Software-centric architectures, unified data strategies and practical AI use cases are turning operator ambition into operational reality
Artificial intelligence (AI) has become the defining technology narrative across the telecommunications industry. For mobile network operators (MNOs), the challenge, and opportunity, is to apply AI in ways that deliver measurable operational gains today while laying the foundation for more autonomous networks in the future.
Samsung Networks sees many of the most promising AI applications in telecoms emerging where data, software and operational pragmatism intersect—leading the way to network autonomy.

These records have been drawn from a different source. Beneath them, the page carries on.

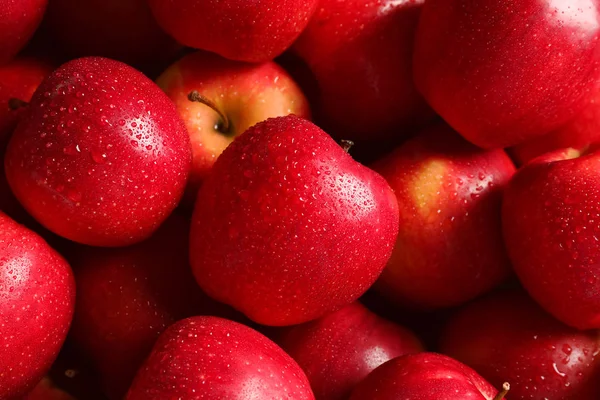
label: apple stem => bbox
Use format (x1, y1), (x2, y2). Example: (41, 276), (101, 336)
(494, 382), (510, 400)
(8, 97), (29, 111)
(340, 139), (354, 153)
(188, 90), (231, 133)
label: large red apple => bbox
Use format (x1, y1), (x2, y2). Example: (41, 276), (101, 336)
(278, 302), (423, 400)
(0, 58), (52, 222)
(414, 0), (600, 148)
(293, 0), (433, 140)
(0, 212), (75, 399)
(127, 317), (314, 400)
(5, 58), (191, 246)
(44, 0), (181, 67)
(190, 116), (398, 326)
(0, 0), (48, 65)
(72, 215), (239, 399)
(350, 353), (508, 400)
(373, 125), (515, 310)
(441, 292), (600, 400)
(510, 85), (600, 165)
(156, 52), (310, 201)
(148, 0), (317, 62)
(502, 149), (600, 329)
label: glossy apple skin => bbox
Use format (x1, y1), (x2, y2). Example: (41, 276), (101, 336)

Starting with solvable problems
While Samsung is working to actualize fully autonomous networks by 2027, the company’s near-term research has focused on high-impact use cases, including enabling more energy efficient operation of the radio access network (RAN). Power optimization has proven to be fertile ground for AI because it combines clear economic incentives with abundant, structured network data.
Samsung found that AI-driven optimization could significantly outperform existing manual approaches already used by operators. Samsung engineers were able to validate a maximum power consumption savings of 35% for a key operator, by using individual cell traffic patterns to adjust the time at which elements of the network turned off.

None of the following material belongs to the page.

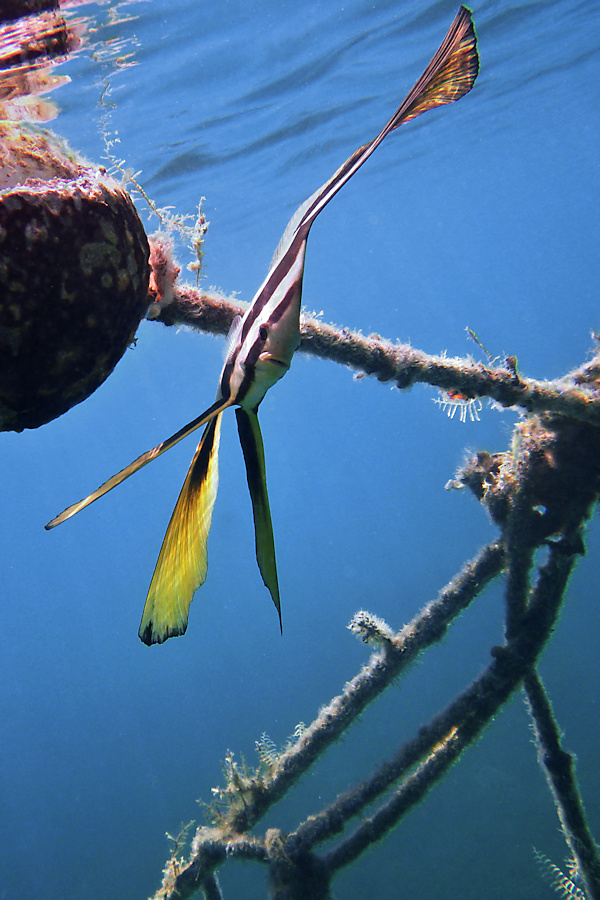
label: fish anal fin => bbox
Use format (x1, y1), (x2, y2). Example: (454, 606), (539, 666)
(235, 407), (283, 630)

By adapting network behavior to local usage conditions, AI enables more granular and aggressive power-saving strategies without compromising performance. These kinds of targeted wins help operators build confidence in AI systems and create momentum toward broader automation.

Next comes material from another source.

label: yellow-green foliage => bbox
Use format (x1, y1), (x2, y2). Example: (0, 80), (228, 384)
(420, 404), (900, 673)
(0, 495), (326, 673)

Applying AI to complex radio decisions
Beyond energy savings, Samsung is using AI for complex RAN optimization challenges that traditionally rely on deep human expertise. One example involves balancing capacity and coverage through antenna parameter optimization, which led to around a 9% uplift in throughput without any loss of connectivity.
These results, initially validated in simulation and now progressing toward real-world deployment, demonstrate how AI can augment even highly-specialized engineering domains. However, as AI becomes more pervasive across the network, new challenges may emerge around coordination, prioritization and conflict resolution between multiple automated systems.
Data and software as foundational enablers
For operators seeking to move beyond pilots, success with AI depends on two foundational pillars: data and software. Volume and quality of data is critical, especially when working toward end-to-end optimization, and the key is to aggregate data from all parts of the networks into one, central place.
Samsung’s approach is to break down traditional data silos across RAN, core and management domains; this data is then unified in a common layer where AI models can be applied holistically. Softwarization is the other side of the coin and unlocks a new level of flexibility. By decoupling software from hardware across the network, operators gain the flexibility to dynamically place workloads where they deliver the best performance and efficiency.
From automation to autonomy
Samsung’s CognitiV Network Operations Suite is designed to support this incremental journey, allowing operators to start with narrowly focused optimizations and expand toward more autonomous behavior over time. The emphasis is on trust and gradual transformation rather than abrupt disruption.
Over time, as AI systems move from offering recommendations to taking direct action, operators can reduce operational complexity, lower operating costs and reallocate human expertise toward higher-value tasks. In Samsung’s view, that progression from assisted automation to trusted autonomy is where AI’s long-term value in telecoms will ultimately be realized.